Time seniority != Level seniority posted on 20 April 2024

While job offers often mention a required number of years of experience, this is more a guidance than anything else. For example if you move from Google to Meta, Meta will match your level regardless of how many years of experience you have.

In general, you need some time to get promoted to the next level – e.g. the median L3 engineer needs 2 years to get to L4. But time is not enough, that’s why you have L5 with both 3 and 20 years of experience. You do need time to grow though because you need some experience that can’t be learned in books – e.g. you don’t know how to manage a large team until you have actually done it. How much time you need depends on your skills (and luck).

One important takeaway is also that cruising (and getting time seniority) doesn’t get you promoted nor does it get you a raise – you may have gotten one in the past as the job market was getting more competitive but you can’t assume you’ll get an annual raise if you’re cruising.

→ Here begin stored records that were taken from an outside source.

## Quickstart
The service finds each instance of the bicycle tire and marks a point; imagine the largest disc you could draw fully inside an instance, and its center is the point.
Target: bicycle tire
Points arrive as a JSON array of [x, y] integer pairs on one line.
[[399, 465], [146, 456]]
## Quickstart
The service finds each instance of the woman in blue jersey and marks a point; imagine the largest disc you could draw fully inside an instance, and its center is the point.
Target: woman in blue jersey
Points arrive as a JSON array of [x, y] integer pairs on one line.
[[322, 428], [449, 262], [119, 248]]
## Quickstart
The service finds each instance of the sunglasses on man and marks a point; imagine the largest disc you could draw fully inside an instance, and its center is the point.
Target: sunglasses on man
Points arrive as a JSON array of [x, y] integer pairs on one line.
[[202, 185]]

With time, you have more knowledge and become more efficient but in the software industry, this is not enough to get promoted beyond L4/L5 – being an efficient L4 doesn’t make you L5.

Last but not least, getting promoted at your current company is the easiest way to get a senior position somewhere else since companies care about impact, scope and leadership rather than years of experience. This also why writing your actual impact on your resume rather than your number of years of experience is better.

Keep a growth mindset if growing is something you desire. Do not settle for mediocre systems/processes, learn from others and keep reflecting every now and then on yourself.